Congratulations to Samantha Ratnam, Leader of the Greens, in putting this motion forward; and for the Labor Party and crossbench MPs, including Fiona Patten from Northern Metropolitan Region, for supporting it.

The motion moved was:

That this house:
(1) supports a Green New Deal for Victoria;
(2) notes that 2020 has been an extremely difficult year for Victorians, starting with horrendous bushfires and followed by the COVID-19 pandemic;
(3) further notes that increasing unemployment due to the COVID-19 pandemic, as well as climate change and rising economic inequality, are key challenges facing Victoria into the future;
(4) acknowledges that the upcoming state budget must provide for a plan to build Victoria back better, with significant investment from the government to create jobs and build a caring society and clean economy;
(5) calls on the government to create tens of thousands of good-quality new jobs through investing in:
(a) publicly owned renewable energy and storage projects to address climate change and transitioning Victoria away from fossil fuels;
(b) a big build of new public housing to help end homelessness;
(c) employing more educators, healthcare workers, nurses and social support workers so all Victorians can get the care they need;
(d) restoring our precious natural environment by regenerating bushfire-affected areas, protecting threatened species and planting trees and native vegetation;
(e) walking, bike riding and public transport to cut traffic and reduce emissions;
(f) reviving our main shopping streets to support jobs in retail, hospitality and services; and
(g) a recycling revolution to reduce waste and protect our waterways and wildlife.

The motion was Carried.

An excerpt of Dr Ratnam’s speech in moving the motion:

See the voting record at the end. We know who failed to step up to address the pandemic recovery and climate crisis.

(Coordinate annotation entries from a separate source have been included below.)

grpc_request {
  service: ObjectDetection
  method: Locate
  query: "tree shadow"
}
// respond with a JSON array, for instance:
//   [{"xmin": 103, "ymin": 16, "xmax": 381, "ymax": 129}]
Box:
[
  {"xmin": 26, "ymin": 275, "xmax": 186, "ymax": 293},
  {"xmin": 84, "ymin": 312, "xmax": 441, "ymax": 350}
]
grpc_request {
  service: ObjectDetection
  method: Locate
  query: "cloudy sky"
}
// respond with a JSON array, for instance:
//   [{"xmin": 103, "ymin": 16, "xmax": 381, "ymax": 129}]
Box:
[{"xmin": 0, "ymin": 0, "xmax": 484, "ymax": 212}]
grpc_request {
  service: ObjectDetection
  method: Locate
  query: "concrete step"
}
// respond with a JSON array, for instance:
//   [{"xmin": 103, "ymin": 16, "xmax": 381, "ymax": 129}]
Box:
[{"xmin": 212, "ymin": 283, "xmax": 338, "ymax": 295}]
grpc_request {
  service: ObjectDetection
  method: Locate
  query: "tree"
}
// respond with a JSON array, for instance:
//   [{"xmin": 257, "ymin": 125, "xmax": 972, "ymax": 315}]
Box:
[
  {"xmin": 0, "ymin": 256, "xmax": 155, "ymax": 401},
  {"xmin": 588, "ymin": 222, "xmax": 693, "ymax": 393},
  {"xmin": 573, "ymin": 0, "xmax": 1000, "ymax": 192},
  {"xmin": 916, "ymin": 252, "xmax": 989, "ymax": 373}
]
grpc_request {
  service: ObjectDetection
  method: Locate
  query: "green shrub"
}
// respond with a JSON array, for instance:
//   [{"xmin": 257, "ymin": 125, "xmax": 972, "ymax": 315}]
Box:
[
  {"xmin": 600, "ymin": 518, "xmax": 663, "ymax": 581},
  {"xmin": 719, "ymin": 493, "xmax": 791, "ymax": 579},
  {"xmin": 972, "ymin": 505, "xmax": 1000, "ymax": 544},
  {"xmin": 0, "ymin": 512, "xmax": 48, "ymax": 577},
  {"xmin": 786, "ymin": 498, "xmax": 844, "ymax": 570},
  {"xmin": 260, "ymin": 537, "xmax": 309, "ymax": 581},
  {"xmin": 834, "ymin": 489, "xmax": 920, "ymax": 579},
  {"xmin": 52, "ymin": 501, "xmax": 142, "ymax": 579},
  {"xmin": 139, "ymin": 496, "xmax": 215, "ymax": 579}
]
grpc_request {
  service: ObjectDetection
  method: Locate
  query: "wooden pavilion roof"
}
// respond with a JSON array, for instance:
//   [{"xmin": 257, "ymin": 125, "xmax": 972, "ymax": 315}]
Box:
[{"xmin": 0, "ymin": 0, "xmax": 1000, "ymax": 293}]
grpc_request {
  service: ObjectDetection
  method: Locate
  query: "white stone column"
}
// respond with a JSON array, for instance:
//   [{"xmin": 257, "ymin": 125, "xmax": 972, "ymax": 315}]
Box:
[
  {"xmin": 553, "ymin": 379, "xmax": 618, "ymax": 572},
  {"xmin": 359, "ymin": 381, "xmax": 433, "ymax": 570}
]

Dr Samantha Ratnam’s accompanying speech

The year 2020 has been like no other. We began the year with some of the most devastating fires our state has seen. Homes were lost, over 1 billion animals were killed, millions of hectares of land and trees were burnt, our skies darkened and our towns and cities were choked by thick smoke. And then before we could recover from that horror we were plunged into a global pandemic, and we have experienced eight strange months of a new way of living, where our worlds shrank and we adapted to new ways of working, socialising and living. It has been challenging and frightening, and I know it has been a difficult year for so many.

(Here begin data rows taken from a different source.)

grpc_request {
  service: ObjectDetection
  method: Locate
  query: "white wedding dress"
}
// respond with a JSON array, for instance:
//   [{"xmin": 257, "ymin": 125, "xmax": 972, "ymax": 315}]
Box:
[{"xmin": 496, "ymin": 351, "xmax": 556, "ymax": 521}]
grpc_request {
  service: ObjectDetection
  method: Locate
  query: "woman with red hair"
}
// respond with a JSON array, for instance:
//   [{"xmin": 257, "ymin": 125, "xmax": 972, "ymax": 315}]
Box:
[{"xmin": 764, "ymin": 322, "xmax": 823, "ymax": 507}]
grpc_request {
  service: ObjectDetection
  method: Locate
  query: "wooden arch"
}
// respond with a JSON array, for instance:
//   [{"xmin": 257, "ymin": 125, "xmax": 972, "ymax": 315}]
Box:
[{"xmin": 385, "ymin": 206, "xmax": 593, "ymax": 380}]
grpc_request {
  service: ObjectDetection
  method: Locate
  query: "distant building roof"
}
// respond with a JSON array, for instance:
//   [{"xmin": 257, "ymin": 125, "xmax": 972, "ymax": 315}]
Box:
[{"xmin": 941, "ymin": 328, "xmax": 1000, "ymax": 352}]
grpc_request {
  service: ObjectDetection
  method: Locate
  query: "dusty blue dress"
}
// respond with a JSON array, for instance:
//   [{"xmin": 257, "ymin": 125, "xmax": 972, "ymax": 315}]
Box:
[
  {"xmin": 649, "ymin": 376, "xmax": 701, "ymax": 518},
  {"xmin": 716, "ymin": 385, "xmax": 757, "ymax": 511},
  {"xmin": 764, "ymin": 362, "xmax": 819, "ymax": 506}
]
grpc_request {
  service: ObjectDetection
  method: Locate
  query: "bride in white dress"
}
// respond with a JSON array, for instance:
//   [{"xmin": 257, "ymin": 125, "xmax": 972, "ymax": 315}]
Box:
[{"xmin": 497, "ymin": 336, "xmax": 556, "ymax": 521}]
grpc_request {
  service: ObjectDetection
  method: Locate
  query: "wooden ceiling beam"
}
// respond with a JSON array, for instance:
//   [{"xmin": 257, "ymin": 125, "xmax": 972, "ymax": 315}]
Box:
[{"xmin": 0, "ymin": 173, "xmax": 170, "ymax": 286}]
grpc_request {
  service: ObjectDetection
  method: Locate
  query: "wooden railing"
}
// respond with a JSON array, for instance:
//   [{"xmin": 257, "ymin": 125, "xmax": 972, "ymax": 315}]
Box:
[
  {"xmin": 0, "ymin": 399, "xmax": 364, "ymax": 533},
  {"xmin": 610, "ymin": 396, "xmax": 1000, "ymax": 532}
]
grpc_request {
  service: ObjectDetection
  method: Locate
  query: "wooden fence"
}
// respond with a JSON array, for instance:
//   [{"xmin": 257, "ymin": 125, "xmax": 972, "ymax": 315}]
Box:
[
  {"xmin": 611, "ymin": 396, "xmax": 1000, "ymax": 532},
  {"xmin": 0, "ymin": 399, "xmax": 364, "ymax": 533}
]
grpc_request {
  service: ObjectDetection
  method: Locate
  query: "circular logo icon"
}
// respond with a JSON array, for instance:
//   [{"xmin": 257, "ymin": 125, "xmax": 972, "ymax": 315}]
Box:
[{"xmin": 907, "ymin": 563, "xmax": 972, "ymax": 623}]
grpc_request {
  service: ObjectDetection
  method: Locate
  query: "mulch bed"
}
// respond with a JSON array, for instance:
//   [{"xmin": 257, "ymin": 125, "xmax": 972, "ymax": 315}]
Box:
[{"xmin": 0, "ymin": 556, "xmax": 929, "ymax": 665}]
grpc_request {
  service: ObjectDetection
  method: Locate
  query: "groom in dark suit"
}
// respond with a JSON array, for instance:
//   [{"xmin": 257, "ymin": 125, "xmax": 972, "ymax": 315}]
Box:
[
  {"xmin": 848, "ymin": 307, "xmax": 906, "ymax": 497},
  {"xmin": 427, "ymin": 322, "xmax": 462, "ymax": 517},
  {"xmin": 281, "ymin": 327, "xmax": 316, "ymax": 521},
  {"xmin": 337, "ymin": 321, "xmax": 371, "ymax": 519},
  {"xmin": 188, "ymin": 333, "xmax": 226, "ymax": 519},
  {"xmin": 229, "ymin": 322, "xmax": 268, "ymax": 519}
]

But it has also been a year when we have witnessed many of the better parts of humanity. Victorians looked out for our neighbours, made sacrifices to protect our own health and the health of our most vulnerable, and we came together as a community to confront a public health crisis unlike any we have experienced before.

The government proved it was willing to make important decisions to look after Victorians. It showed that it is possible to house the homeless. It offered protection to renters, helped local business owners and offered some support to international students and the arts sector, who were so neglected by the federal government.

But we have a long way to go. The Victorian economy has taken a significant hit. Unemployment and underemployment remain high, particularly for young people and women, and local businesses are only just beginning to recover. The communities that were hit hardest by the summer’s fires are still trying to rebuild their homes and their towns. Economic inequality continues, with the divide between the haves and the have-nots ever growing, and too many people are being left behind. And of course the ever-present threat posed by the climate crisis remains.

We are now fast approaching the state budget, a rare spring budget coming at the end of a difficult year. This will be a historic budget and a once-in-a-lifetime opportunity to build back Victoria for the better. We now have an opportunity to do something different. Dare I say it, we could do something bold and visionary to tackle the big issues we face: inequality and climate change. I am not sure about you, but I came into this place to do just that and to do so in the context of justice for First Nations people. We have a choice: to sit idly by and keep tinkering around the edges, or we can pluck up the courage to challenge the status quo—a status quo that sees record-breaking homelessness in our state, an environment facing destruction and poor pay and conditions for some of our most valuable workers.

Instead we can take this opportunity to rethink our economy, just like we rethought our lives this year—to spend big on new projects and programs that both create jobs and address the important challenges of our time, such as homelessness, how we move around our cities, protecting and restoring the natural environment that we literally cannot live without and of course the climate crisis. This is what we call a Green New Deal, an economic plan that will tackle climate change, promote equality and build a caring society while creating the jobs we need as we manage the economic fallout of the COVID-19 pandemic.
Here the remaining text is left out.